Teeter

Cast aluminum, dimensional lumber, steel, casters, roller chain, garage door hardware

2016

We need to play.  Through the act of play, we critically investigate the world around us, seeing not just what the world is, but what it has the potential to become.  We appropriate our surroundings, creating new worlds with new possibilities. By playing, we gain the confidence and ability to freely express ourselves and reshape our world.

And yet, more often than not, the tools, machines, and systems with which we surround ourselves are deliberately designed to restrict our ability to play with them.  Instead of creating technology with a multitude of functions, that encourages improvisation and creativity, our tools often have one or two limited functions.  Rather than creating systems which are transparent and open to investigation and manipulation, modern systems and tools are intentionally opaque.  Instead of designing machines which allow their users to be active participants, we are relegated to being passive operators.
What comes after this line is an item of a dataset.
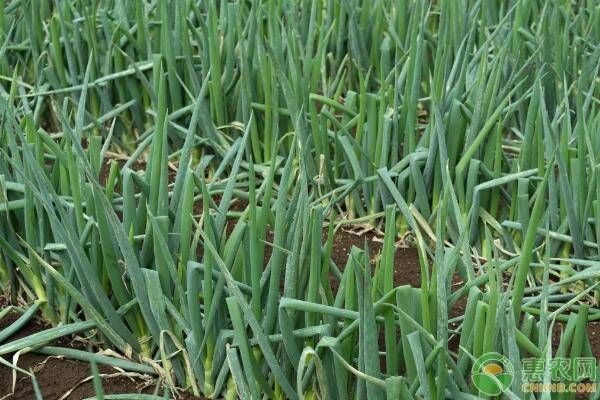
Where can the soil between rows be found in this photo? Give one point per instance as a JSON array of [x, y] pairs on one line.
[[67, 379]]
In order to confront this problem, I embarked on a series of work called PlaylGround.  This body of work re-envisions the technological paradigm, presenting machines that are playful and open in both design and function, encouraging investigation and manipulation of the machines.  In this way, PlaylGround suggests a relationship between play and technology that is cooperative rather than antagonistic; a model for tools and their users that is empowering instead of restrictive; and a partnership between the manufacturer and the operator that is collaborative, not authoritarian.

Teeter is one of the machines of the PlaylGround.  By playing on the mechanical teeter-totter, participants charge a massive flywheel.  Thus, Teeter is activated and powered by the act of play, rendering the metaphorical “energy” of playfulness literal and very physical.  It literally stores this energy in the flywheel, and, while it does not use that energy for any specific task, it invites the user to consider what tasks it could be applied to.

Like all the machines in the PlaylGround, Teeter exists both in a finished/display form (as seen in the gallery) and as a kinetic sculpture kit.  The finished form is a site-specific installation, incorporating the particularities of the space into its structure.  It is built using the Teeter kit, which includes special cast aluminum mechanical elements, important hardware, and exploded diagrams to aid in assembly.  The goal is to add another type of play to the sculpture: the play of creation.  Like a Lego or Erector set, the kit invites galleries and collectors into a collaboration with me, taking my vision for the piece, playing with it, and ultimately making it their own.